At the start of 2015 it was announced that they would form a joint venture mobile payments platform. It promises to be a combination of the assets PLDT already has in place through Smart eMoney, the largest "branchless banking" network in the Philippines, and Rocket's expertise in Europe-based payments platforms Paymill Holding and Payleven Holding.

As architect of online retailer Zalora and e-commerce marketplace Lazada - both of which have established sizeable footprints in Southeast Asia - Rocket's move into payments apparatus that supports these businesses was not unexpected. Alibaba Group also has ambitions to expand its e-commerce platforms into the region and Alipay, its dedicated payments service, will no doubt follow.

Consolidation in the Southeast Asia mobile payment space seems like a logical outcome, although it remains to be seen how long this process takes and what path it follows.

There is no questioning the size of the opportunity. Frost & Sullivan estimates that the value of B2C e-commerce in Singapore, Indonesia, Malaysia, the Philippines, Thailand and Vietnam will grow from $7 billion in 2013 to $34.5 billion in 2018. At the same time, some markets lack the infrastructure required to support this expansion.
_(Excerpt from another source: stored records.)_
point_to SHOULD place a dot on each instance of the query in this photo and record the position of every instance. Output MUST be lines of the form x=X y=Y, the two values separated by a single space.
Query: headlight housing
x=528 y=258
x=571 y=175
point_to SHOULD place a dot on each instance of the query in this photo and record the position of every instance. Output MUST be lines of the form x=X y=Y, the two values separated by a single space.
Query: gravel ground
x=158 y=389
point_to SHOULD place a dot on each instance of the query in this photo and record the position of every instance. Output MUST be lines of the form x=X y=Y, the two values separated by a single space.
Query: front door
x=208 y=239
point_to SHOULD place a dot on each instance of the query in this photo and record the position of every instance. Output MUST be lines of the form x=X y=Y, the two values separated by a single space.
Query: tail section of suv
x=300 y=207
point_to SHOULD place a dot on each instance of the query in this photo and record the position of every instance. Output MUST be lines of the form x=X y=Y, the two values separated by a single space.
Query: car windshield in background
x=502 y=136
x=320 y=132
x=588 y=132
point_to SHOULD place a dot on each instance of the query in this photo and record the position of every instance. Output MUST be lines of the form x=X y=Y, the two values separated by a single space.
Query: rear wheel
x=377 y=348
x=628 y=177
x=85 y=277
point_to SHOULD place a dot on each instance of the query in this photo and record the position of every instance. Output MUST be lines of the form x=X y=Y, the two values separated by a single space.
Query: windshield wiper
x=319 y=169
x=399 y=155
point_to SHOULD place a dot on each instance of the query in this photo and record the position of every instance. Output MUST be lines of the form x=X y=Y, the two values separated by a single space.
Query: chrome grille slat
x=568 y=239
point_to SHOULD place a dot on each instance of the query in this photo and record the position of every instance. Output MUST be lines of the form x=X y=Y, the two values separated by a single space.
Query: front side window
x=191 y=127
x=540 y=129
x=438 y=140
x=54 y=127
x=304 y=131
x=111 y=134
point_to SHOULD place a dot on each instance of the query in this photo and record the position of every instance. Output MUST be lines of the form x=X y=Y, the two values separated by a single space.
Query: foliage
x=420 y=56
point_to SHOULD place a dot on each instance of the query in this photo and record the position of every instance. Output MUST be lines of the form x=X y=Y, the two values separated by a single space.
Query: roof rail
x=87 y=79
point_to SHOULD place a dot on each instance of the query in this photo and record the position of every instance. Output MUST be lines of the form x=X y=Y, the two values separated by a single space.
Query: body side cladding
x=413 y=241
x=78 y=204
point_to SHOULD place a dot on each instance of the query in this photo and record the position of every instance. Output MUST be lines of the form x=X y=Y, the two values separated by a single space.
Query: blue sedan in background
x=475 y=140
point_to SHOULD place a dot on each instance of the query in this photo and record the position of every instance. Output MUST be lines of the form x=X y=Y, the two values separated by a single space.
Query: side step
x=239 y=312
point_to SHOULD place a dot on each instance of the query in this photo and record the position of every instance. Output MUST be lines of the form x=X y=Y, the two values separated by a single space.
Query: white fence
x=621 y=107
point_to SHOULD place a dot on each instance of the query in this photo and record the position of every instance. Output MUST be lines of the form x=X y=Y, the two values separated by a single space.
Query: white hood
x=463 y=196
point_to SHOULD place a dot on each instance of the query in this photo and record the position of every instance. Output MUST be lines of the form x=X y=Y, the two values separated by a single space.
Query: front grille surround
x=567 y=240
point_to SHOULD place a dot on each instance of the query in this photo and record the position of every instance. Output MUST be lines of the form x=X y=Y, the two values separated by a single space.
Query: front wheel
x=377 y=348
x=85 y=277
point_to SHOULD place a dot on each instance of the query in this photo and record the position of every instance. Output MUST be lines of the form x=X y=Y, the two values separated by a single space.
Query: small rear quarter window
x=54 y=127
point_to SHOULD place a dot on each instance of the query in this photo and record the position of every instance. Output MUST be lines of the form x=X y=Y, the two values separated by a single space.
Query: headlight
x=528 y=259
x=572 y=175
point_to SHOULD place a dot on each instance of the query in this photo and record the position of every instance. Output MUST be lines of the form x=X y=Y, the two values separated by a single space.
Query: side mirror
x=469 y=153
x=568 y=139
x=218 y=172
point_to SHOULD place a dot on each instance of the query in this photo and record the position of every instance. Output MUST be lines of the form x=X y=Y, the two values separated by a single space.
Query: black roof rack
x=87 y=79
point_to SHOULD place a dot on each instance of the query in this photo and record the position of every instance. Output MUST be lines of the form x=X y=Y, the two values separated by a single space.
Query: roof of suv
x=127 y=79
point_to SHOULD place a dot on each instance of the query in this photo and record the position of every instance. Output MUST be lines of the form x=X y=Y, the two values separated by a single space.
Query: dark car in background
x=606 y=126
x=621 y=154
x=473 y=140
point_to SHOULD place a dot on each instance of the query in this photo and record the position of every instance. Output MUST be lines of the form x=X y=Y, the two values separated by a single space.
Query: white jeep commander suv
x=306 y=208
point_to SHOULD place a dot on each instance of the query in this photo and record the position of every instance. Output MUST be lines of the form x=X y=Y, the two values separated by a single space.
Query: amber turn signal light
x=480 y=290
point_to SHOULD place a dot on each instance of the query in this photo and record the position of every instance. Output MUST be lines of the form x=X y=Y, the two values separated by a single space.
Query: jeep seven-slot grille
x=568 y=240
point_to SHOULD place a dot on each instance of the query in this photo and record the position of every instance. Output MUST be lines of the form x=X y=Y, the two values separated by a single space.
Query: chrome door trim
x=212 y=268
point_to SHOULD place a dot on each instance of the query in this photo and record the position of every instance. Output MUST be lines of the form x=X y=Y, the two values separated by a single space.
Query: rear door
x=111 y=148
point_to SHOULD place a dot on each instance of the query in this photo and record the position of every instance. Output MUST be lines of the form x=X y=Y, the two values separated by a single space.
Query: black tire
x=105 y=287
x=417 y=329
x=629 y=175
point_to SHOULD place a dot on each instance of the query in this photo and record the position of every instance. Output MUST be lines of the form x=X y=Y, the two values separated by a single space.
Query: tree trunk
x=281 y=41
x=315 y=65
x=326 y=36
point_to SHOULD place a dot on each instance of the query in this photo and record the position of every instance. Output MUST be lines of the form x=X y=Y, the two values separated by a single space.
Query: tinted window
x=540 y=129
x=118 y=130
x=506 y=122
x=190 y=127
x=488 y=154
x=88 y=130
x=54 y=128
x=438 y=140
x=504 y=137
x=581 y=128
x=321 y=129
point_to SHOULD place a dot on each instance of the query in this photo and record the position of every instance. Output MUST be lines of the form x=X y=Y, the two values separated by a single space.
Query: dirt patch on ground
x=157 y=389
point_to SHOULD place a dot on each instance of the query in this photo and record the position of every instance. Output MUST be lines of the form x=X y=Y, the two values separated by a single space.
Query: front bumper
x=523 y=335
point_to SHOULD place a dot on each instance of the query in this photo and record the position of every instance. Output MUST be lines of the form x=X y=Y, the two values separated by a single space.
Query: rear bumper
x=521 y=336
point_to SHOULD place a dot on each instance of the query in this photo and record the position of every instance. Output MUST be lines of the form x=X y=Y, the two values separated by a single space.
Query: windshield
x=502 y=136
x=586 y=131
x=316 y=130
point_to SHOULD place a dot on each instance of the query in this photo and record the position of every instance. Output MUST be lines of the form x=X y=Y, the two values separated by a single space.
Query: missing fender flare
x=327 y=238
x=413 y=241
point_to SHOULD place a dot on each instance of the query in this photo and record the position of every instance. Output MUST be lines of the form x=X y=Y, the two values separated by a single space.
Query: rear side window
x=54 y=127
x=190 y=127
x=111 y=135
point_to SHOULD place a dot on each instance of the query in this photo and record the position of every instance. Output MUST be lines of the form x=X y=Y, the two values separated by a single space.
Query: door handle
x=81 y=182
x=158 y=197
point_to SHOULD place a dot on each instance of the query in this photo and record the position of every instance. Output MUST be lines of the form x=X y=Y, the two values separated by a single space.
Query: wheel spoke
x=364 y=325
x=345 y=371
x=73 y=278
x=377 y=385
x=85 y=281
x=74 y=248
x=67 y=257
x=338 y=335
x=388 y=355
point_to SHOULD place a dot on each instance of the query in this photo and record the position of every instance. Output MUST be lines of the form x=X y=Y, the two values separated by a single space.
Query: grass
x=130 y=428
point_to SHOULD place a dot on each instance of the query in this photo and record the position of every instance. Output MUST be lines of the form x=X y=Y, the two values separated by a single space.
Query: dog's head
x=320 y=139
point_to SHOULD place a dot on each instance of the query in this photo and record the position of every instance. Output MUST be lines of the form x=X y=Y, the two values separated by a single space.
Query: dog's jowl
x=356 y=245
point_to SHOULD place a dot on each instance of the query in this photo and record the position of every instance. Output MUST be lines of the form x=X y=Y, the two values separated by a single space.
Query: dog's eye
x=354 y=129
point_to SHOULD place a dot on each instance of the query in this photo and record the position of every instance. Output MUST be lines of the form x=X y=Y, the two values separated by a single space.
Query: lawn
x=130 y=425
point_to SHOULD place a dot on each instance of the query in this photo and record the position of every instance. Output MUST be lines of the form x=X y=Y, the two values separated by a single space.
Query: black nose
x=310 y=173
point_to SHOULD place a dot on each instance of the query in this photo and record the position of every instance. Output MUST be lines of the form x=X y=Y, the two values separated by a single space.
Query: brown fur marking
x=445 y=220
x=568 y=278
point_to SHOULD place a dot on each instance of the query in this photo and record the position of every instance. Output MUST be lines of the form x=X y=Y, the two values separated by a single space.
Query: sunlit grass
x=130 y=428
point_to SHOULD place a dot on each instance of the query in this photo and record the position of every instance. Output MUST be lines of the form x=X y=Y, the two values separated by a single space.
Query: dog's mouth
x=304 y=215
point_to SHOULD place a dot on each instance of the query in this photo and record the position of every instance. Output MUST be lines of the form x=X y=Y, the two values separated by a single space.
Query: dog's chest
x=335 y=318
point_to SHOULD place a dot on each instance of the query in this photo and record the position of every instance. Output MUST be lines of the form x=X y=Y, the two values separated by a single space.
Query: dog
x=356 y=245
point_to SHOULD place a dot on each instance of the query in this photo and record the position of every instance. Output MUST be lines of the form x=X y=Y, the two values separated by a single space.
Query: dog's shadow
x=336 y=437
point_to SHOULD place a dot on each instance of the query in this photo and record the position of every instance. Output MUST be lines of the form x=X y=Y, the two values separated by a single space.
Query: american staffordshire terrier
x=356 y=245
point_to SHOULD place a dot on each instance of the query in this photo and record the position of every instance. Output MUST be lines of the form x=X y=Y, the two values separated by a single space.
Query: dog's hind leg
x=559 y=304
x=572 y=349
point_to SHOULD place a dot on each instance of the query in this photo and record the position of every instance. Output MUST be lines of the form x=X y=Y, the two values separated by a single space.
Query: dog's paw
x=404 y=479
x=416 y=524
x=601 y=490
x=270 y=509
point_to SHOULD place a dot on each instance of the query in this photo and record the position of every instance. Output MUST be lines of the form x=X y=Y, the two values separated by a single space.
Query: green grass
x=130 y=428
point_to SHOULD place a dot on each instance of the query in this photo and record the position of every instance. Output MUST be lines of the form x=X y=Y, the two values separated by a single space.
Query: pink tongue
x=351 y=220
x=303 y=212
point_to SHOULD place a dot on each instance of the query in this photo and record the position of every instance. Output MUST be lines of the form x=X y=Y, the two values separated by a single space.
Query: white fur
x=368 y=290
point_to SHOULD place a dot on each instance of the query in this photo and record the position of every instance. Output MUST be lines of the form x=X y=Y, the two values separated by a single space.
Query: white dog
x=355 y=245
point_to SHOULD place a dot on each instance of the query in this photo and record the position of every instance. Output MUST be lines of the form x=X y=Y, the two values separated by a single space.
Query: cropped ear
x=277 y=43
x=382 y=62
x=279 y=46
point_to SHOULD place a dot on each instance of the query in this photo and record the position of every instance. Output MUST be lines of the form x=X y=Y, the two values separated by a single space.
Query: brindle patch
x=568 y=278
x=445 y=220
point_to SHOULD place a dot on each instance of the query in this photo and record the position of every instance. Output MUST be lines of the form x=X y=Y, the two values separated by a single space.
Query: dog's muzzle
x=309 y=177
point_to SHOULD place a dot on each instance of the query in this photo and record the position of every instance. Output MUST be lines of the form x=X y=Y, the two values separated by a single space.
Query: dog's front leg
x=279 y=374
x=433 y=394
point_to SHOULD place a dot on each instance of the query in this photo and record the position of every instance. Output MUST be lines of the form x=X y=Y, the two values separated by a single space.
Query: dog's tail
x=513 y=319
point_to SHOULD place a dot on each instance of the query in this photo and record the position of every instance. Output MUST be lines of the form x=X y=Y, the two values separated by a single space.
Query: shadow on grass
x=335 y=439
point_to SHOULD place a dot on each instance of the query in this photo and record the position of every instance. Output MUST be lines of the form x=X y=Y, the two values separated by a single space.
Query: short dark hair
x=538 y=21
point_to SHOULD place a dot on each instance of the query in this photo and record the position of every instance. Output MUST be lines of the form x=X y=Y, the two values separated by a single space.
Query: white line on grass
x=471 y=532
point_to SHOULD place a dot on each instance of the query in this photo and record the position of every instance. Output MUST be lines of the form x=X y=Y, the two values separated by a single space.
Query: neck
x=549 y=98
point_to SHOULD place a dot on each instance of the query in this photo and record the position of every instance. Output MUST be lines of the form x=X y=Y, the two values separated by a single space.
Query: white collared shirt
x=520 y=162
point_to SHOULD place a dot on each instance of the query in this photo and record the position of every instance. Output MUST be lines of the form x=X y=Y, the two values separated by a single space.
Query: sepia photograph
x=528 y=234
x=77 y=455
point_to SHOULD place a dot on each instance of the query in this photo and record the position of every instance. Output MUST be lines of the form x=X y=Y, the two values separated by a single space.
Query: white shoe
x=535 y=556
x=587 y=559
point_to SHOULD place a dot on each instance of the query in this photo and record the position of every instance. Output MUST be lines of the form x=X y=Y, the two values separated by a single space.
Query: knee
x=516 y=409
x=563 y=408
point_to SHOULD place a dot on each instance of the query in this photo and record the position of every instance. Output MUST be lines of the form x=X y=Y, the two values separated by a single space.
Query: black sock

Though credit card penetration may be low, mobile penetration is high and rising higher - so there is obvious potential in payment services on handheld devices.

A handful of start-ups have received venture capital funding with a view carving out a slice of this market. This week 2C2P raised $7 million from Amun Capital and GMO Venture Partners and the company has outlined bold plans for regional expansion and a broader portfolio of products and services. It claims to have processed $2.2 billion in transactions in the 2014 financial year, up 400% on 2013.

However, picking winners in a market that remains relatively immature is tricky. First, industry participants tend to emerge from various niches. Coda Payments uses telecom providers' infrastructure to provide billing services to third-party merchants; Ayannah started out doing cross-border remittances for the Philippines diaspora but recalibrated its network for the domestic market, targeting mobile phone charge cards and then micro-insurance and payments.

Second, a payments business is only as strong as the partnerships it establishes with financial services and retail counterparties. A start-up pitching for business with an online retailer will be asked whether it has a critical mass of financial institutions on board. Needless to say, financial institutions will ask the same questions about online retailers.

Coda, for example, got traction in Indonesia when it convinced a telecom operator that its business model made sense. Ayannah relies on relationships with the clutch of non-banking financial companies that dominate lending at the lower end of the customer spectrum in the Philippines. 2C2P's momentum in Thailand was due to the founder's familiarity with local financial services providers through a previous business venture.

Relationships - and the way in which they can facilitate the navigation of idiosyncratic local bureaucracies and business networks - are also a key factor in whether these payments providers can expand into new markets within Southeast Asia. As a result, there is often an emphasis on collaboration rather than competition.

Similarly, there is a reluctance to cast the threat posed by the PLDT-Rocket alliance and Alibaba's Alipay in binary terms. Payments providers can see themselves working with these giants, for example, facilitating access to a range of banks within a particular market. Indeed, it is hoped that the arrival of large-scale e-commerce players might accelerate the introduction of alternative payment instruments and ease reliance on Visa and MasterCard.

What this means for the long-term future of these VC-backed providers - as potential acquisition targets, large-scale platforms or smaller-scale also-rans - remains to be seen.